EDIT: Github successfully set up! You can follow this project here:
EsperancaB/sap_project_object · GitHub
Thanks!
For revision 3 I have changed the exception throwing strategy (much cleaner now) and taken Shai Sinai‘s suggestion of using the component’s name instead of looking for its index. GREAT catch!!
If you have any suggestions or contributions please feel free to join 🙂
Best,
Bruno
Hi Bruno,
It's great that you took the time to do this, but I checked your code and IMHO you are over-engineering it. Even worse, you are not reusing your component as you could use your get_max_val( ) in your get_max_line( ).
Those two things were quite surprising to me based on your very good previous blog posts.
Anyway, my message for you is: DRY and KISS.
Cheers,
Custodio
Hi Custódio,
First of all, as usual, let me start by thanking you for taking the time to look into this 🙂
I'm sorry I disappointed you 😛 This is why I like sharing stuff on the internet. People love to criticize. If something could have been done in a better way someone will let you know, guaranteed! People are also natural born procrastinators, but when people see someone else taking the initiative it usually motivates them to try and do it themselves, especially if they think they can do it better themselves. So I hope you will be one of the contributors when/if I manage to get github set up for this 🙂
Now, to your actual suggestions, I think you meant using get_max_line( ) in get_max_value( )? You are right, I did choose the "lazy" copy/paste path once I got the hardest part of the work done. I will take another look at it as soon as I have the time and follow the DRY principle, thanks.
If you want to share your own approach feel free to do it, I would love to take a look at it!
Abraço,
Bruno
It is good that you have shared a slinkee as well as normal code.
After opening the slinkee first, I did search/replace to make it readable, only to find that readable code is already present in next attachment.

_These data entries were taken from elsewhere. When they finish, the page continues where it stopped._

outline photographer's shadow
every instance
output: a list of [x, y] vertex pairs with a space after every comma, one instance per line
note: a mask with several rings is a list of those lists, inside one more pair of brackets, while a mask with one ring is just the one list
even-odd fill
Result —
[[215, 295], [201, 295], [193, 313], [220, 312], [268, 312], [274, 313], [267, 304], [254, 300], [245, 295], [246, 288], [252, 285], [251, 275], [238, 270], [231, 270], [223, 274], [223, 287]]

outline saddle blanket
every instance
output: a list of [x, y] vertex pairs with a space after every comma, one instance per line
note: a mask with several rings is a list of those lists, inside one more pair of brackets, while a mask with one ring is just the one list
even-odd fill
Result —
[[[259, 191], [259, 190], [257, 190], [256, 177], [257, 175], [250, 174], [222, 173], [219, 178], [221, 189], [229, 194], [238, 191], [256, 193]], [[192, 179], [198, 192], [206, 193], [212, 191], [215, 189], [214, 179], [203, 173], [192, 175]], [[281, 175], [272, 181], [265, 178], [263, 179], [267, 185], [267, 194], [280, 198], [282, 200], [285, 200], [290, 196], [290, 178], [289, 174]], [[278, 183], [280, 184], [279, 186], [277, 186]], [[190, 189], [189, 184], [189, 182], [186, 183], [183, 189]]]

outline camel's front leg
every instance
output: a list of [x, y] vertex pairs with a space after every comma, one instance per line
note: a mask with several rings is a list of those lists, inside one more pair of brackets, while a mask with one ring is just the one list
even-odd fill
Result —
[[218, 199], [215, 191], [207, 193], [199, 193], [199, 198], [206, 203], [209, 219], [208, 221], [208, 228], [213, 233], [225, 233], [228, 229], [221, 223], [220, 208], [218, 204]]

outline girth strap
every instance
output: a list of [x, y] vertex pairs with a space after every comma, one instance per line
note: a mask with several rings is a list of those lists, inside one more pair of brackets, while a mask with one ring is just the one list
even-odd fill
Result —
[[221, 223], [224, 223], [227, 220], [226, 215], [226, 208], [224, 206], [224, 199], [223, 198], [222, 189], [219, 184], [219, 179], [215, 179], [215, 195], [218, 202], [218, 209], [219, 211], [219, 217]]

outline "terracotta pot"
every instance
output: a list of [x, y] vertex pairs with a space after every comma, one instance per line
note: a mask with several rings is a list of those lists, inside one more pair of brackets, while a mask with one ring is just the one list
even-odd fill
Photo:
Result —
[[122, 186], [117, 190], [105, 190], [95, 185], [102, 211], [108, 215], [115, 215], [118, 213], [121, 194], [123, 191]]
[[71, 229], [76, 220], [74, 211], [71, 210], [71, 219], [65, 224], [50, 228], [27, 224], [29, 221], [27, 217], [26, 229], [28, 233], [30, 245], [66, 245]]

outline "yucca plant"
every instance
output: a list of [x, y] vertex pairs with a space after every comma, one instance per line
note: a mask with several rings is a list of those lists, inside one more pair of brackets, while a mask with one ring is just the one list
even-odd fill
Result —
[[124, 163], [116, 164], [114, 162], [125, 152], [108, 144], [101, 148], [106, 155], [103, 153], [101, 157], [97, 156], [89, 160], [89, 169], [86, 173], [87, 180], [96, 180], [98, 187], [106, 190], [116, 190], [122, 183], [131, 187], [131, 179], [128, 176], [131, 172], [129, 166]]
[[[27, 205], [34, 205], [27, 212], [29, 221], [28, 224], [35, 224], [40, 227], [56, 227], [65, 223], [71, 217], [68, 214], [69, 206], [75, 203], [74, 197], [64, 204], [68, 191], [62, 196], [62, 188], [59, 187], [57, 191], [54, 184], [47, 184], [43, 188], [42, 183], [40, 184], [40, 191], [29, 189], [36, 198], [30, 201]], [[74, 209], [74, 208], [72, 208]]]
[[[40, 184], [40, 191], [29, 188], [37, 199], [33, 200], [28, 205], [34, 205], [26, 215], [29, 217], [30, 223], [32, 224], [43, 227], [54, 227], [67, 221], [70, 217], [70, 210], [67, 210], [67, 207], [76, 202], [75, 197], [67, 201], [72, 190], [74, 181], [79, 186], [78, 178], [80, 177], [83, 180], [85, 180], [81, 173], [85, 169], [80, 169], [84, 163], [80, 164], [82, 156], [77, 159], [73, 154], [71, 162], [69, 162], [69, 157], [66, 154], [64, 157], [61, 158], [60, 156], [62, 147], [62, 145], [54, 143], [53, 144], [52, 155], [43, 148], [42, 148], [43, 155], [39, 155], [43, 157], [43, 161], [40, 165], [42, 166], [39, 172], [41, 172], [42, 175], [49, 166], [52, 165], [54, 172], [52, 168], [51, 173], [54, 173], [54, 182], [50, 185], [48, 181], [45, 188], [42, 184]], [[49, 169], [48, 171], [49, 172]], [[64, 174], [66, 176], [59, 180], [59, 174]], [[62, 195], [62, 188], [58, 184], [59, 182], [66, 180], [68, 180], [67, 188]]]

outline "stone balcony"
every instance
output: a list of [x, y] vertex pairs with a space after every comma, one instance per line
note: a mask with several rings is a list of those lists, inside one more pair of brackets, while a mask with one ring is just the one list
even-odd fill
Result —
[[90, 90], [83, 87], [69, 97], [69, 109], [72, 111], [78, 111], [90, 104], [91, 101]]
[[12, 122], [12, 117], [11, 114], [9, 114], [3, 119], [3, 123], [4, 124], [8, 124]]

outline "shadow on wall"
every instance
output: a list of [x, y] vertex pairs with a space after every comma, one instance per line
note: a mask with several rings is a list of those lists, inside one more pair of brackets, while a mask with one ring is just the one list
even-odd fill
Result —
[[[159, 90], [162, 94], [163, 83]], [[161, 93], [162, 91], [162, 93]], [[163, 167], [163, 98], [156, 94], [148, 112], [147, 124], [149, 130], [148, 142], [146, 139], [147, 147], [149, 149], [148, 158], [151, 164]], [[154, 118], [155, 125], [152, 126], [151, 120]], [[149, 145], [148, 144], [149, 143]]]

I won't comment on coding style as i am still on team procedural.
Interesting. So why did you suggest a class rather than a FM?
Cheers
Custodio
I had commented about a cool way to do it.
max_value = zcl_itab=>get_max_value( itab, 'FNAME' ).
Above line does not have any keyword.
Subroutine or FM call would involve use of keywords.
Method call is closest thing to something like n = strlen( str ).
Also, Bruno's activity so far have shown that he is on other team.
Hey we can still be friends, even if we play on opposite teams 😀
In this case, I don't see any advantage on writing a method instead of a FM, but I don't see any disadvantage either.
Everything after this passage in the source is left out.